ADSL2+ coming sooner
However, Eftel is expected to roll out ADSL2+ services much sooner. Its BroadbandNext project centres around hardware equipment known as Multi-Services Access Node (MSAN) from its partner Huawei Technologies.
In addition to VDSL2, the MSANs can also deliver ADSL2+, traditional ADSL, IP Video and VoIP services.
So far Eftel has enabled 70 exchanges with the new equipment in Hobart, Perth, Melbourne, Sydney and Brisbane, with an additional 15 exchanges fitted every month. "We hope we can get to 300; that will cover 90 per cent of the population," said Lane.
According to Lane, Eftel has 140,000 active accounts in its retail products. Of those less than 50,000 are on traditional ADSL and the remainder on dial up. The plan is to migrate many over to the faster services.
Meanwhile, Eftel's BroadbandNext project got a fillip last week when it was awarded an interim determination for cost relief from the Australian Competition and Consumer Commission regarding its Line Sharing Service access dispute with Telstra.

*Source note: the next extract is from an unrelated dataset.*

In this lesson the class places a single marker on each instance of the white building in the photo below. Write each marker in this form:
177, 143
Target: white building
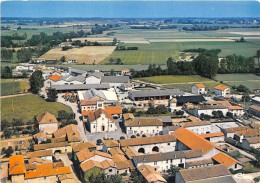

Because BroadbandNext relies on the copper network, it needs access to Telstra's exchanges to install its MSANs. After lobbying the ACCC, Eftel is only required to pay $2.50 per line connection as opposed to Telstra's fee of $9. It joins a number of ISPs who have also successfully taken issue with Telstra to the ACCC over LSS.
Eftel having to pay $2.50 makes a lot more business sense, said Lane.
"At $9 the project still works. We are a public company; we don't do rash things. So it will be imprudent to rely necessarily upon ACCC decisions. But at $2.50 it makes the project really attractive to us and shareholders," he said.